De manière générale, l’ennui, l’autorité et les règles absurdes nous poussaient à redoubler d’imagination en termes de conneries. Un de mes potes, s’était fait une spécialité de chier par la fenêtre de notre chambre, ou d’écrire son nom sur les murs avec un petit bout de crotte qu’il avait minutieusement ramassé. Je garde un souvenir tendre de ces quelques moments où on pétait un peu les plombs. Les premières séances de chope, interminables, dans les champs au printemps sont gravées dans mon cœur, tout comme les premières cigarettes fumées en cachette sur le toit de notre maison au milieu de la nuit.
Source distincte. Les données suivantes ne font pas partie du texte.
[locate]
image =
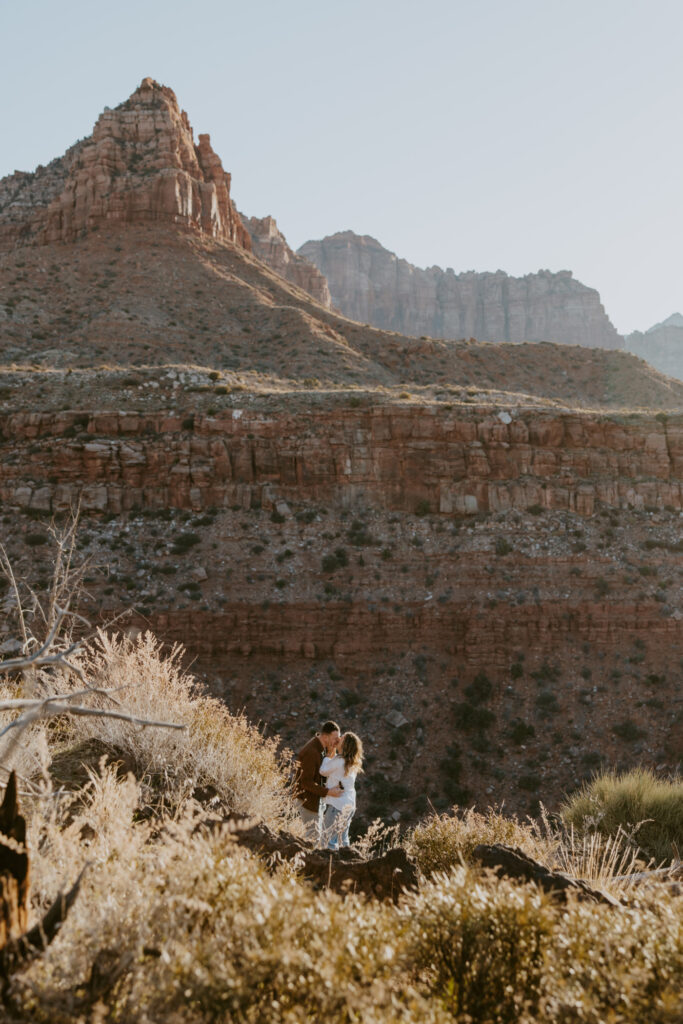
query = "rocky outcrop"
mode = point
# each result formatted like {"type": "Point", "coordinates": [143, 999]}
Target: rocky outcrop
{"type": "Point", "coordinates": [370, 284]}
{"type": "Point", "coordinates": [270, 246]}
{"type": "Point", "coordinates": [139, 165]}
{"type": "Point", "coordinates": [403, 458]}
{"type": "Point", "coordinates": [662, 346]}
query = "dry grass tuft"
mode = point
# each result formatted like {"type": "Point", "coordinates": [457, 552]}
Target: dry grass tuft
{"type": "Point", "coordinates": [219, 753]}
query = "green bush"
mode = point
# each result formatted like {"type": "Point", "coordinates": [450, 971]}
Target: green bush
{"type": "Point", "coordinates": [520, 731]}
{"type": "Point", "coordinates": [638, 799]}
{"type": "Point", "coordinates": [479, 689]}
{"type": "Point", "coordinates": [629, 731]}
{"type": "Point", "coordinates": [335, 560]}
{"type": "Point", "coordinates": [183, 542]}
{"type": "Point", "coordinates": [472, 718]}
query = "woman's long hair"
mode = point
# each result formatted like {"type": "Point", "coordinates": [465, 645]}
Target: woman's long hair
{"type": "Point", "coordinates": [351, 751]}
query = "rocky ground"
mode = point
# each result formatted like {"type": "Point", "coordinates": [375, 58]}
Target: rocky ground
{"type": "Point", "coordinates": [488, 658]}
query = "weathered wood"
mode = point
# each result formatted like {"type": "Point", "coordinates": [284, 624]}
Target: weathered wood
{"type": "Point", "coordinates": [18, 946]}
{"type": "Point", "coordinates": [514, 863]}
{"type": "Point", "coordinates": [343, 870]}
{"type": "Point", "coordinates": [13, 867]}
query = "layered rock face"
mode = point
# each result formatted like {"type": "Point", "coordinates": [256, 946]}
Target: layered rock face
{"type": "Point", "coordinates": [372, 285]}
{"type": "Point", "coordinates": [662, 346]}
{"type": "Point", "coordinates": [387, 457]}
{"type": "Point", "coordinates": [139, 165]}
{"type": "Point", "coordinates": [270, 246]}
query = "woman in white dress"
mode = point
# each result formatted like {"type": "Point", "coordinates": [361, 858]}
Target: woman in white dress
{"type": "Point", "coordinates": [341, 770]}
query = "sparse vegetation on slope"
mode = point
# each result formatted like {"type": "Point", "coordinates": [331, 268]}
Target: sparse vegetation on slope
{"type": "Point", "coordinates": [638, 802]}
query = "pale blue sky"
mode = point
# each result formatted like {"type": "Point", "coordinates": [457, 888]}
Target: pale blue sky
{"type": "Point", "coordinates": [477, 134]}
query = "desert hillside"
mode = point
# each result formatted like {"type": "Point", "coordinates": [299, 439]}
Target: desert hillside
{"type": "Point", "coordinates": [470, 552]}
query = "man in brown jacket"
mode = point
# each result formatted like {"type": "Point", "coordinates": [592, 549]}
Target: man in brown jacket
{"type": "Point", "coordinates": [308, 784]}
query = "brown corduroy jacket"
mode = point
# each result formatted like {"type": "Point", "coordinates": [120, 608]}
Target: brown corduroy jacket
{"type": "Point", "coordinates": [308, 783]}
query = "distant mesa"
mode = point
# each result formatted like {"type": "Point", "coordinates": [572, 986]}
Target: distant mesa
{"type": "Point", "coordinates": [372, 285]}
{"type": "Point", "coordinates": [660, 345]}
{"type": "Point", "coordinates": [140, 165]}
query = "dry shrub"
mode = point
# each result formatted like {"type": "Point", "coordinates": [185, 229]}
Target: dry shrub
{"type": "Point", "coordinates": [495, 950]}
{"type": "Point", "coordinates": [623, 965]}
{"type": "Point", "coordinates": [220, 752]}
{"type": "Point", "coordinates": [180, 925]}
{"type": "Point", "coordinates": [442, 841]}
{"type": "Point", "coordinates": [479, 945]}
{"type": "Point", "coordinates": [638, 803]}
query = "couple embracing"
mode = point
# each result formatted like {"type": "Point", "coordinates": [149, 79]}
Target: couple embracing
{"type": "Point", "coordinates": [325, 786]}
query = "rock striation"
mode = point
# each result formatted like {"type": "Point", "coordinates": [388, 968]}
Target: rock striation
{"type": "Point", "coordinates": [662, 346]}
{"type": "Point", "coordinates": [140, 165]}
{"type": "Point", "coordinates": [270, 246]}
{"type": "Point", "coordinates": [391, 457]}
{"type": "Point", "coordinates": [370, 284]}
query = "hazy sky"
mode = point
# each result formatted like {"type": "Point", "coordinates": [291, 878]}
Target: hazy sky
{"type": "Point", "coordinates": [477, 134]}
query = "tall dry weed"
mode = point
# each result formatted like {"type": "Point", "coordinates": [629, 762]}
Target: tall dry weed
{"type": "Point", "coordinates": [219, 752]}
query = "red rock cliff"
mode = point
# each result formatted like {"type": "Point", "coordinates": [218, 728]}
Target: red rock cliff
{"type": "Point", "coordinates": [396, 457]}
{"type": "Point", "coordinates": [139, 165]}
{"type": "Point", "coordinates": [270, 246]}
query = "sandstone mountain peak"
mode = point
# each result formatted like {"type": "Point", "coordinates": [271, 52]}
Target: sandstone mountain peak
{"type": "Point", "coordinates": [270, 246]}
{"type": "Point", "coordinates": [139, 165]}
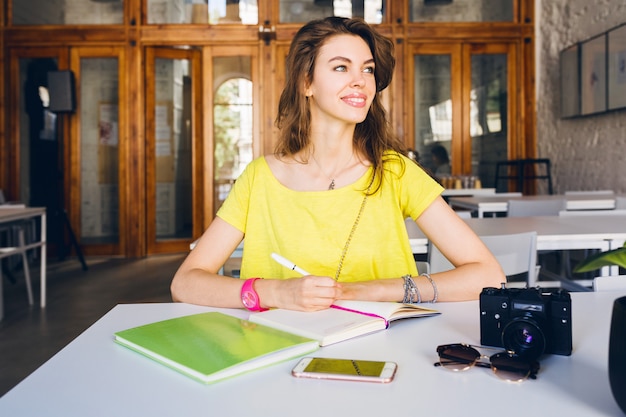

Mais jamais je n’enverrai ma marmaille dans cet endroit. À force de tremper dans cette thune en vase clos, dès le plus jeune âge, on grandit avec la vague impression que la notion même d’argent n’existe plus tellement elle est omniprésente. Après quelques années, on finit par penser qu’être pauvre c’est ne pas avoir de Gucci au pied, sans même imaginer que ça représente le salaire mensuel de beaucoup de gens. Cette école nous rend complètement inaptes à vivre dans le monde extérieur. Comme des animaux en captivité, on ne sait pas se démerder tout seul, la confrontation avec le monde extérieur est violente. Il n’y a finalement qu’une échappatoire pour une bonne partie de cette jeunesse dorée : que leur famille subvienne à leurs besoins. Parmi mes anciens camarades, l’un s’est enrôlé dans l’armée Israélienne, un autre a ouvert un golfe de luxe avec l’argent de ses parents ou encore obtenu un rôle dans La Vérité si je mens 4. Pour le moment ça vaut aussi pour moi.